Okayama Naoko, Fujimura Kozue, Nakamura Junji, Suehiro Yutaka, Hamanaka Yuichiro, Hinoda Yuji
Department of Clinical Laboratory Science, Yamaguchi University School of Medicine, 1-1-1, Minami-Kogushi, Ube, Yamaguchi 755-8505, Japan.
Clin Chem Lab Med. 2004 Jan;42(1):13-6. doi: 10.1515/CCLM.2004.004.
Tetra-primer amplification refractory mutation system-polymerase chain reaction (ARMS-PCR) is a new efficient method for single-nucleotide polymorphism (SNP) genotyping. To determine the optimal conditions for ARMS-PCR we attempted to genotype ten SNPs. DNA was extracted from the peripheral blood of 168 unrelated healthy Japanese volunteers. Two problems inhibited uniform efficiency of the amplification of three bands. The first problem was the lower amplification efficiency of the shorter and allele-specific products compared with the largest product. This phenomenon was overcome by increasing the relative concentration of the inner primers. The second problem was non-specific amplification of the shorter products. To reduce the amplification of these non-specific bands, adjusting any one of the following PCR conditions was effective: i) reducing the ratio of the inner primer concentration relative to that of the outer primers; ii) increasing the annealing temperature for the initial 5-10 cycles; iii) hot start PCR. With these procedures all ten of the SNPs were successfully genotyped. Our present data may be useful in the further application of tetra-primer ARMS-PCR to SNP genotyping.

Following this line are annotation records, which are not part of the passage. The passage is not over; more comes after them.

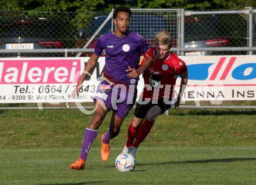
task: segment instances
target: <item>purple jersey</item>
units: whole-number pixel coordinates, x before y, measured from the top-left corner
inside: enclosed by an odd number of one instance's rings
[[[113,32],[102,35],[97,42],[94,54],[99,56],[104,49],[106,51],[104,77],[115,84],[129,84],[131,78],[127,77],[129,72],[126,70],[128,66],[138,68],[140,56],[149,47],[141,35],[131,31],[121,38]]]

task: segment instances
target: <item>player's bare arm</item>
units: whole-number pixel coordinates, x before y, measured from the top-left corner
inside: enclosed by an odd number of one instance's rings
[[[150,56],[145,59],[145,62],[138,68],[136,69],[128,66],[126,71],[130,72],[127,75],[130,78],[137,78],[142,74],[146,69],[147,69],[153,63],[153,57]]]
[[[76,87],[72,92],[72,96],[73,98],[75,97],[76,95],[78,95],[79,90],[82,87],[83,82],[84,81],[86,77],[87,77],[88,74],[89,74],[90,71],[91,71],[91,69],[94,67],[95,65],[96,65],[98,58],[99,57],[95,55],[94,53],[93,54],[93,55],[90,57],[89,60],[84,67],[84,70],[80,78],[79,79]]]
[[[179,94],[177,97],[177,101],[175,102],[175,107],[177,107],[180,106],[180,99],[182,97],[182,95],[185,90],[186,86],[187,84],[188,74],[187,71],[183,72],[180,77],[182,77],[182,81],[180,82],[180,90],[179,91]]]

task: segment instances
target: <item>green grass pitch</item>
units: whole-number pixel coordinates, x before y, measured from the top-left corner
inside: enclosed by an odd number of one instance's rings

四引物扩增阻滞突变系统-聚合酶链反应(ARMS-PCR)是一种用于单核苷酸多态性(SNP)基因分型的新型高效方法。为确定ARMS-PCR的最佳条件,我们尝试对10个SNP进行基因分型。从168名无亲缘关系的健康日本志愿者的外周血中提取DNA。有两个问题影响了三条带扩增效率的一致性。第一个问题是与最大产物相比,较短的等位基因特异性产物扩增效率较低。通过增加内引物的相对浓度克服了这一现象。第二个问题是较短产物的非特异性扩增。为减少这些非特异性条带的扩增,调整以下任何一个PCR条件均有效:i)降低内引物浓度与外引物浓度的比例;ii)提高最初5-10个循环的退火温度;iii)热启动PCR。通过这些方法,所有10个SNP均成功进行了基因分型。我们目前的数据可能有助于四引物ARMS-PCR在SNP基因分型中的进一步应用。